Yesterday was extra-special.
It wasn’t because we picked out our beautiful (and HUGE… like, bent-over-at-the-ceiling sized) Christmas tree or gorged on Thanksgiving leftovers or lounged around in the family room watching football games and testing out the new UVerse Karaoke channel.
All those things were pretty awesome (especially the karaoke), but it was what happened at Meijer that really rocked my world.
On our way home from Christmas tree shopping, we stopped at Meijer to get a poster board for Mary Claire’s speech project. Of course, we also picked out five pints of Ben & Jerry’s, too. Why five and not six? Because unlike the rest of us, Chris has a semblance of restraint when it comes to ice cream.
It was a packed house at Meijer — from the parking lot to the register lines, humanity was out in full force. While Chris and the boys waited in the car with the Monster Tree, Mary Claire and I stood in the self check-out lane, juggling pints of ice cream in our freezing hands.
The couple in front of us had about ten items, and they were having trouble with the scanner. I grew impatient as they punched in number after number — mostly because my fingers were all but frozen solid from the Americone Dream.
They finally finished their transaction, and I noticed them whispering to each other. The woman shrugged as the man patted his pockets. They’d either forgotten their wallets or had not brought enough money to cover their purchases.
They hit the “call” button, and a Meijer employee came over to assist.
“I can suspend your transaction if you want to run home and get your money. Your items will be waiting at the service desk when you return.”
Both parties nodded in agreement, and I glanced at the total on the screen. It was an insignificant amount, and I’m ashamed to admit that I thought briefly about the two cars we needed to replace, the mortgage payment that was due, and the Christmas shopping I had yet to begin. I thought of all the reasons why I shouldn’t help two strangers, and then I looked at that woman’s face, red with embarrassment, and remembered why I should.
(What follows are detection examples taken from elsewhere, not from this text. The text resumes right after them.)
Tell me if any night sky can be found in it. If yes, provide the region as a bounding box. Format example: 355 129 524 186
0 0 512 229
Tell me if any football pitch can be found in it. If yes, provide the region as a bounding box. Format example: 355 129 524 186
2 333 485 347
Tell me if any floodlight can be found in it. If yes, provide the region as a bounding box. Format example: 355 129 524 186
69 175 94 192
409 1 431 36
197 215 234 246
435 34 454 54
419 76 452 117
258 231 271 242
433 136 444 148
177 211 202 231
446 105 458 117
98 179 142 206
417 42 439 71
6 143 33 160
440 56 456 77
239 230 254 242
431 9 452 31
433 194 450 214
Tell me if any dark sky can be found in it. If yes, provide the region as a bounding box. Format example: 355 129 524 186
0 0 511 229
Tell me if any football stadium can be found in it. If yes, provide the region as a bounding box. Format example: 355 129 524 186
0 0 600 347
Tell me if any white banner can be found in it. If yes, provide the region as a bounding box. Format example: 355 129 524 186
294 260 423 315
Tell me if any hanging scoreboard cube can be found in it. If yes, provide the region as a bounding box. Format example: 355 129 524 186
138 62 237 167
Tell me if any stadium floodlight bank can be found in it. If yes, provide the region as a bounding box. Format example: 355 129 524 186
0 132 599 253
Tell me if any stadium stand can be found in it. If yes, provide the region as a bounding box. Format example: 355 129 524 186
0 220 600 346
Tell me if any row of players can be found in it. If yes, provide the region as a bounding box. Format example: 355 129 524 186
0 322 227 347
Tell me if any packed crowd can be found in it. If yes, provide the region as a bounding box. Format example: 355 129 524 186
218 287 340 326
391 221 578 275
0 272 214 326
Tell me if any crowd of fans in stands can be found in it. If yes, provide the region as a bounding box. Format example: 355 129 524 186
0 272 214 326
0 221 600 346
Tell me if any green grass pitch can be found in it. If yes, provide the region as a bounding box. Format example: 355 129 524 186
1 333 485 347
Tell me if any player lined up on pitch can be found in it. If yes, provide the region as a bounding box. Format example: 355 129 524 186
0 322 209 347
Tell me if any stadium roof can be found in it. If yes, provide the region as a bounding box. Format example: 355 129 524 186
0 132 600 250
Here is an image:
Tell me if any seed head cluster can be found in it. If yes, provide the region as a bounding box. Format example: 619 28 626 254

“Don’t do that,” I said, shaking the excuses from my head and digging into my wallet. “It’s so crowded today, you don’t want to have to go all the way home and come back. What a pain. Here, take this.” I offered enough to cover their total. “Please. I’ve been in your shoes before. Let me help.”
They both stared at me wide-eyed, and I watched as an understanding began to wash over their faces.
“No, we can’t possibly accept that,” the man said.
“Sure you can!” I smiled. “Please, take it. Merry Christmas or Happy Hanukkah or Joyful Whatever-It-Is-You-Celebrate.”
The man reluctantly took the money from my hand.
“Give me your phone number, please,” he said. “Let me make this right.”
“Absolutely not,” I said. “It already is right.”
“Your email address then? Your home address?”
“No,” I said. “Please, just take it.”
Then I noticed the woman, standing behind her partner, tears streaming down her face.
“Look, you made her cry,” the man teased.
“Oh! Please don’t cry,” I said. “It’s no big deal, really.”
“But it is,” she said. “It is a big deal. No one has ever done anything so nice for me.”
She hugged me then, without hesitation. She wrapped her arms around me and held me tightly.
“Thank you,” she whispered in my ear.
“Thank you,” I replied. “Thank you for letting me help. I’m Katrina, by the way.”
“I’m Carla,” she said. “I’ll never forget this.”
“Me neither,” I assured her.
And I won’t.
We smiled at each other again, and they made their way back out into the world. Mary Claire and I rang up our items and joined our boys — and our gargantuan Christmas tree — in the busy parking lot.
I’m not telling you this story so you’ll think I’m a fabulous person. I can assure you that I’m not. I’m impatient and judgmental and moody and quick to anger and slow to forgive. I can also assure you the amount of money I offered that couple was nominal. It would have barely covered a family trip to Starbucks or some refreshments at the movie or a couple of new books.
The moral of the story isn’t about what I gave them, it’s about the giving. It’s about the noticing. It’s about making the effort.
It’s as much a story for me as it is about me.
I had been standing there, growing impatient, hands cold, ice cream melting, eager for them to finish checking out. I could have easily missed my opportunity to make a connection. In fact, I almost did.
How many times do we miss those opportunities?
How often are we so wrapped up in our own concerns that we fail to see what someone else might want or need?
How many lives could we make brighter by simply noticing?
As Carla so clearly demonstrated to me through her tears and her warm embrace, it doesn’t take much. What it takes isn’t necessarily money or a big charitable donation or a day volunteering at a soup kitchen (although all those things, of course, are wonderful ways to give back). Sometimes, however, it’s the intimate, unplanned, one-to-one human connections that mean more than we could possibly imagine.
Carla didn’t cry because I paid for her groceries.
She cried because I saw her.
It takes so little to change the trajectory of a person’s day, or of a stranger’s life.
Be the one who makes a difference for someone else today.
I can assure you, the rewards you reap will be far greater than those you give.